When you promote your NT PDC to a Win2K domain controller, the domain operates in a mixed mode. In mixed mode, you can add NT 4.0 BDCs to the domain (see Mixed Mode vs. Native Mode for more information). At this stage, computers running the AD client software can take advantage of AD features to query objects in the AD and gain access to resources in the forest, for example. AD services client software is available for Windows 9.x and Win2K clients only—there's no such client for NT 4.0. Nevertheless, you don't have to upgrade all NT 4.0 Workstation machines to Windows 2000 Professional (Win2K Pro). NT clients can still access resources in the Win2K domain that are available through one-way explicit NT-style trusts, whether the NT clients are using Win2K domain controllers or NT 4.0 BDCs.

This first domain controller in the Win2K tree will serve as a PDC emulator for NT 4.0 BDCs. A PDC emulator operations master supports both the Kerberos v5 and the NT LAN Manager (NTLM) authentication protocols. If the Win2K domain controller becomes unavailable at this time, you can promote an NT 4.0 BDC to a Win2K domain controller or to an NT 4.0 PDC, depending on what your backup plan calls for.

Upgrading NT BDCs
After you have upgraded the PDC, you're ready to upgrade your BDCs. The upgraded BDCs will become peers of the first Win2K domain controller and will retain a complete copy of the domain database. AD supports a multimaster replication model, so if one domain controller goes offline, you can make changes to any other available domain controller. The NT domain model supports only the single master model.

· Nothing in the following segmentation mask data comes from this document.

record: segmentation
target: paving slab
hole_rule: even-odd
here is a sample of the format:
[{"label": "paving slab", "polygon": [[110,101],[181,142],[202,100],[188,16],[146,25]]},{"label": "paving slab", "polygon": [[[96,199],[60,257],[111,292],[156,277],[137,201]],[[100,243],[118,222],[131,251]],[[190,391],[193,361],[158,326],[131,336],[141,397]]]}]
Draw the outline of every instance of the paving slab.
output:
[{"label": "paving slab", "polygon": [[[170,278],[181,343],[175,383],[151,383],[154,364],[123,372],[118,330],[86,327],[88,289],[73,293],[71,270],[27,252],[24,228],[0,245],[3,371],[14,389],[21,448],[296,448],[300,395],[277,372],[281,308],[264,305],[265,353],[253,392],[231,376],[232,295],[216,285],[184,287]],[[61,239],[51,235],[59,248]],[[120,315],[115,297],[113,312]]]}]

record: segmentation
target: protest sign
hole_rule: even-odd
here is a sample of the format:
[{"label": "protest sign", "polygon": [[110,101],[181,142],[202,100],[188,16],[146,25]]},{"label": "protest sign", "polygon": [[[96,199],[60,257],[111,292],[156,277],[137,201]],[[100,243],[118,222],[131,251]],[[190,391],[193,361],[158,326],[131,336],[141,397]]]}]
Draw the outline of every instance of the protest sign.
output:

You need to ensure that you have an NT BDC available as a backup. As I mentioned earlier, you should remove a BDC from the network, and I suggest that you keep that BDC as a backup for a while even after you complete the migration.

After you have upgraded all NT domain controllers to Win2K and you have no plans to add any other BDCs to the Win2K domain, you should switch the domain from mixed to native mode. In native mode, the pass-through authentication that the domain controllers support lets clients running older Windows versions take advantage of Kerberos transitive trusts and get authenticated and access resources anywhere in the forest.

Upgrading the Member Servers
After you have upgraded the BDCs, you can upgrade the member servers. Frankly, depending on the services you're running on the member servers and on your network topology, you can upgrade member servers before you upgrade BDCs. I know what you’re wondering: What about the workstations? The order in which you upgrade the desktop clients doesn't really have any significant effect on migration. Microsoft claims that you can attain several benefits by upgrading clients to Win2K Pro before upgrading your servers, but in the January 2000 issue of Windows NT Magazine, Group Publisher Mark Smith argues that if you migrate Win2K servers first, your Win2K Pro deployment will be easier.